0) The Rainbow Stochastic Growth Model.   By Dr Costas Kyritsis (2006)

We give an example of a new concept of stochastic process that has some of the above properties and represents the stochastic growth (of clusters of cells, trees or animals populations, clusters of human activities that can measured, etc) . We call the stochastic process, The Rainbow Stochastic Growth Model. The stochastic process has the features of multi-level causality, (12 layers) as described above. If we would like to approximate this process, with linear ARMA(p,q), or ARIMA(p,q) or SARIMA or other familiar type that reduces to linear systems would need a memory of at least 144 terms. But the chosen formulation  is much simpler that a linear time series and reflects the a stochastic growth with innovation that is not "white noise" or "pink noise" but rather a "multi-color noise". This is also the inspiration of the chosen term: Rainbow. We have tuned the "spectral colors" to 12 basic cycles that the science of astronomy, meteorology and ecology has detected for normal conditions of events in this planet.

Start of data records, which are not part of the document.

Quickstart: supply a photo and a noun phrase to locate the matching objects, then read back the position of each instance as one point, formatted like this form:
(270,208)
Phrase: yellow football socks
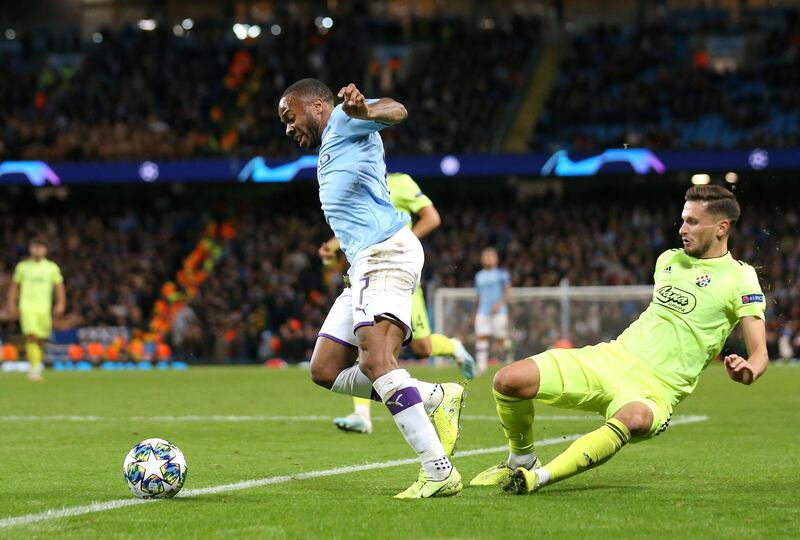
(516,417)
(589,451)
(442,345)
(33,352)
(362,407)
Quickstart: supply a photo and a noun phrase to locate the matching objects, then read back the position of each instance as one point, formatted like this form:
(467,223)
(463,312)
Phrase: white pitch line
(256,418)
(271,480)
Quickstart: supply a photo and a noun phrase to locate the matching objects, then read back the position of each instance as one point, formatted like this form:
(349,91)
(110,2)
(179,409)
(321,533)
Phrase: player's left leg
(384,279)
(360,420)
(503,342)
(379,346)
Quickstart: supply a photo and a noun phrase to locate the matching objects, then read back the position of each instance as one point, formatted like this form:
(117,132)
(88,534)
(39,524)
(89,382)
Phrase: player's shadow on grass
(553,491)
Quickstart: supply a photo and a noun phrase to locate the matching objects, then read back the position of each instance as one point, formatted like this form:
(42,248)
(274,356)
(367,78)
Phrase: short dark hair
(310,88)
(721,201)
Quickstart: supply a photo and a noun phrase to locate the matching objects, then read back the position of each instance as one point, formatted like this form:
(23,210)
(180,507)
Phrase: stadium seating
(268,293)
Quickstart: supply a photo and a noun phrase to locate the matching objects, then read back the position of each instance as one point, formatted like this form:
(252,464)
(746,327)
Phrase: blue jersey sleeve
(354,127)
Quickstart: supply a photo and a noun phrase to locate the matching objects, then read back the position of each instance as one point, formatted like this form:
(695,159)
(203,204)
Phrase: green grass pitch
(734,475)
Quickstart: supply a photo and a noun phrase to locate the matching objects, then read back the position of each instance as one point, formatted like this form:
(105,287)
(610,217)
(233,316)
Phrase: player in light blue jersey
(371,319)
(491,317)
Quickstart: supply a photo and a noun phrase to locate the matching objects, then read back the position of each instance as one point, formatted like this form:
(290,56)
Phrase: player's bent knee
(323,376)
(422,347)
(520,379)
(637,417)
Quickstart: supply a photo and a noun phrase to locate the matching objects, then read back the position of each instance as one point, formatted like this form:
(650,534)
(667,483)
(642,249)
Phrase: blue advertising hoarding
(260,170)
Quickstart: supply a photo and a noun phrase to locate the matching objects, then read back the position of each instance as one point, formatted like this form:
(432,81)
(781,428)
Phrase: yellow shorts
(36,322)
(602,378)
(420,324)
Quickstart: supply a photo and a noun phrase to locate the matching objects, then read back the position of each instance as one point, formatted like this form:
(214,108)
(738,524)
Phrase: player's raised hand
(738,369)
(327,254)
(354,105)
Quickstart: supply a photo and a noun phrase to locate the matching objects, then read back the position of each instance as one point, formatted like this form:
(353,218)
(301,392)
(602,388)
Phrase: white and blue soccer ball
(155,469)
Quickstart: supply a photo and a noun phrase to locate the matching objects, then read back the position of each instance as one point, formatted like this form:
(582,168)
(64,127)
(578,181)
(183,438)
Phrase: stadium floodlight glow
(148,25)
(450,165)
(240,30)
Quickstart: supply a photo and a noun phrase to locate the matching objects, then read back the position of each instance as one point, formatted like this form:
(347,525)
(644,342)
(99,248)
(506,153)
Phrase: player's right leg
(36,326)
(483,332)
(590,379)
(514,388)
(426,344)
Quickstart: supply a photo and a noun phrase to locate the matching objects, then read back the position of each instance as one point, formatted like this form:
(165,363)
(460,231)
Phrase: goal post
(541,316)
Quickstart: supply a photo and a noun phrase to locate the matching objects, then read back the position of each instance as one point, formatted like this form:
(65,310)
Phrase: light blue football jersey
(490,285)
(352,183)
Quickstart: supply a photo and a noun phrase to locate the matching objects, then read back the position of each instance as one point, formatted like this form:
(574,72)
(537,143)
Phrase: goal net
(541,316)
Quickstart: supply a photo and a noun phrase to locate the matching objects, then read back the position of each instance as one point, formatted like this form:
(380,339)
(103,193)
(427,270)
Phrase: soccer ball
(155,469)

1) "Multi-resolution system of stochastic processes, and forecasting,  with higher stochastic order random variables and Bayes estimators." By Dr Costas Kyritsis 1999

In this paper we define stochastic differential equations and calculi , over finite resolutions. We compare them with the usual stochastic differential equations with limits of ITO, or Stratonovitch or by generalised functions (distributions) and discuss their tremendous advantages and simplicity in definition and solution. While very few ITO stochastic differential equations have been solved, practically all stochastic differential equations over finite resolutions are easily solved. The choice of the rounding relative to the  accuracy level, in the stochastic differential equations over finite resolutions is a key point. As a first simple approach only 1st stochastic order random variables are used.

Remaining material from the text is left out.